A delivery dependency is any internal or external service a build pipeline needs to compile, test, cache, package, or release software. These dependencies matter because they can fail silently, create hidden trust chains, or become an outage point that affects deployment reliability and release integrity.

Expanded Definition

In NHI security, a delivery dependency is more than a build input. It is any package, service, cache, signing component, artifact repository, or automation endpoint that a pipeline relies on to compile, test, package, or release software. The term is closely related to software supply chain trust, but it is narrower in one important way: it focuses on the operational dependencies that can stop delivery, alter artifacts, or silently change what gets shipped.

Definitions vary across vendors and platform teams, especially when pipelines span internal registries, external package ecosystems, and AI-assisted build tools.
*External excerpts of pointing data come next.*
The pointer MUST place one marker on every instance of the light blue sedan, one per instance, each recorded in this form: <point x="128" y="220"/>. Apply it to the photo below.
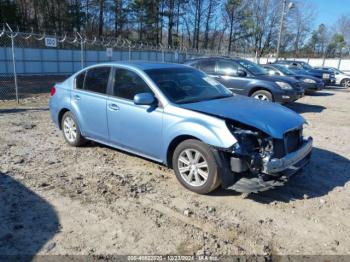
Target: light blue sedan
<point x="178" y="116"/>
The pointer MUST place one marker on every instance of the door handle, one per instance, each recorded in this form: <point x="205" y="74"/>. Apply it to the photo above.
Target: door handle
<point x="76" y="97"/>
<point x="113" y="107"/>
<point x="214" y="76"/>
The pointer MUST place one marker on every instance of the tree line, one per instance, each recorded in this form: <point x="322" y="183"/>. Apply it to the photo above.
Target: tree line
<point x="243" y="26"/>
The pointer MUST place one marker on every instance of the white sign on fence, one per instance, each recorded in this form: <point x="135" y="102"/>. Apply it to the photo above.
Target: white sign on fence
<point x="50" y="42"/>
<point x="109" y="52"/>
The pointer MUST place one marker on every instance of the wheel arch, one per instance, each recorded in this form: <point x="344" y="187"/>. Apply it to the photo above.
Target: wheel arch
<point x="173" y="144"/>
<point x="60" y="116"/>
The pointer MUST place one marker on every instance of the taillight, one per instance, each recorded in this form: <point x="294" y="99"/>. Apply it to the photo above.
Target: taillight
<point x="52" y="91"/>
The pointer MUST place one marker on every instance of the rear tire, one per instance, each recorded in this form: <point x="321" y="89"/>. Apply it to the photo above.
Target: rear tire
<point x="345" y="82"/>
<point x="263" y="95"/>
<point x="195" y="166"/>
<point x="71" y="130"/>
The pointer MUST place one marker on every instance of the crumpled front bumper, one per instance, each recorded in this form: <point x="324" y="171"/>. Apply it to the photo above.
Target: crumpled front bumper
<point x="291" y="162"/>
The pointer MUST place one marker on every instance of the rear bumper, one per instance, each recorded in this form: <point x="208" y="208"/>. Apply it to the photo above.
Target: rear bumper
<point x="309" y="87"/>
<point x="291" y="162"/>
<point x="329" y="81"/>
<point x="287" y="97"/>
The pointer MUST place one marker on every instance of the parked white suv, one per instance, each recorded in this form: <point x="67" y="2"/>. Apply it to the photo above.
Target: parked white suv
<point x="341" y="78"/>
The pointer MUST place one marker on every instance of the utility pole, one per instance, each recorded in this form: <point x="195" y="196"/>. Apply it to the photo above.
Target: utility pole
<point x="290" y="6"/>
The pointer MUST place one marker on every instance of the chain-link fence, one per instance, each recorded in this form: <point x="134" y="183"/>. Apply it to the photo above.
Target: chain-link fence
<point x="31" y="63"/>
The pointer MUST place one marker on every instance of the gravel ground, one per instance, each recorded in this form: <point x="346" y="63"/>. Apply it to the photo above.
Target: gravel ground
<point x="57" y="199"/>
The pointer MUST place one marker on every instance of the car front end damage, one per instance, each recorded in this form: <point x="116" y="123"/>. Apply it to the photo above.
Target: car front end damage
<point x="259" y="162"/>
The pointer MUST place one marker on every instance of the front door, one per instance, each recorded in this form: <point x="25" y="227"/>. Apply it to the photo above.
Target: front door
<point x="134" y="127"/>
<point x="89" y="99"/>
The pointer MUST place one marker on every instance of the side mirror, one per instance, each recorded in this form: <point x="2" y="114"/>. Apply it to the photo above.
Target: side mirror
<point x="241" y="73"/>
<point x="144" y="99"/>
For that reason, the safest interpretation is functional: if the pipeline cannot complete without it, the dependency is in scope. This includes secrets used by build jobs, identity tokens for artifact access, and remote services that inject code, metadata, or signatures. NIST Cybersecurity Framework 2.0 is useful here because it frames the broader governance problem around resilient, controlled delivery and third-party risk.

The most common misapplication is treating delivery dependencies as ordinary developer tools, which occurs when teams ignore the identity, integrity, and availability risks attached to the pipeline itself.

Examples and Use Cases

Implementing delivery dependency controls rigorously often introduces latency and maintenance overhead, requiring organisations to weigh release speed against supply chain assurance.

  • A private package registry fails during release, and the pipeline cannot fetch a base library, causing a blocked deployment even though the application code is unchanged.
  • A CI job uses a short-lived token to pull artifacts from a remote repository, and the token becomes a hidden trust anchor if it is not rotated or scoped tightly.
  • A cached dependency is poisoned upstream, so subsequent builds reproduce the compromised artifact until checksum validation or pinning detects the drift. The LiteLLM PyPI package breach shows how dependency trust can fail in the package ecosystem before teams notice the impact.
  • A signing service required for release approval is unavailable, so the pipeline cannot produce a trusted artifact, turning a security control into a single point of failure.
  • An external test harness changes behavior without notice, and the pipeline passes or fails for reasons unrelated to the actual build, masking release integrity problems.

These patterns map to the supply chain concerns discussed by NHI Management Group in its Ultimate Guide to NHIs, especially where service identities and secrets are embedded into delivery paths. For implementation guidance on trusted automation and identity-aware controls, the NIST Cybersecurity Framework 2.0 is a useful baseline.

Why It Matters in NHI Security

Delivery dependencies matter because they often depend on NHIs: service accounts, API keys, bot tokens, signing credentials, and machine-issued certificates. When those identities are overprivileged, poorly rotated, or stored outside a secrets manager, the pipeline inherits the same exposure. NHI Mgmt Group reports that 96% of organisations store secrets outside of secrets managers in vulnerable locations including code, config files, and CI/CD tools, which makes delivery infrastructure a frequent concentration point for compromise.

A weak understanding of delivery dependencies can also distort incident response. Teams may search the application tier while the real outage is a broken package feed, revoked signing certificate, or inaccessible artifact service. That delay can enlarge blast radius, especially when one dependency supports many repositories or many release lanes. The operational lesson is that dependency hygiene is not only a build concern; it is an identity governance concern.

Organisations typically encounter release failure, poisoned artifacts, or credential exposure only after a pipeline stalls or a trusted package is compromised, at which point delivery dependency management becomes operationally unavoidable to address.

Standards & Framework Alignment

This section maps relevant standards and security frameworks to the operational risks and controls described in this guidance.

OWASP Non-Human Identity Top 10 address the attack and risk surface, while NIST CSF 2.0 and NIST AI RMF set the governance and control requirements practitioners need to meet.

Framework Control / Reference Relevance
NIST CSF 2.0 GV.SC Covers supply chain governance and third-party dependency risk in delivery paths.
OWASP Non-Human Identity Top 10 NHI-02 Secret handling in CI/CD and build automation is central to delivery dependency risk.
NIST AI RMF Supports risk mapping for automated systems that rely on external services and artifacts.

Assess delivery dependency failures as operational and trust risks, then document mitigations.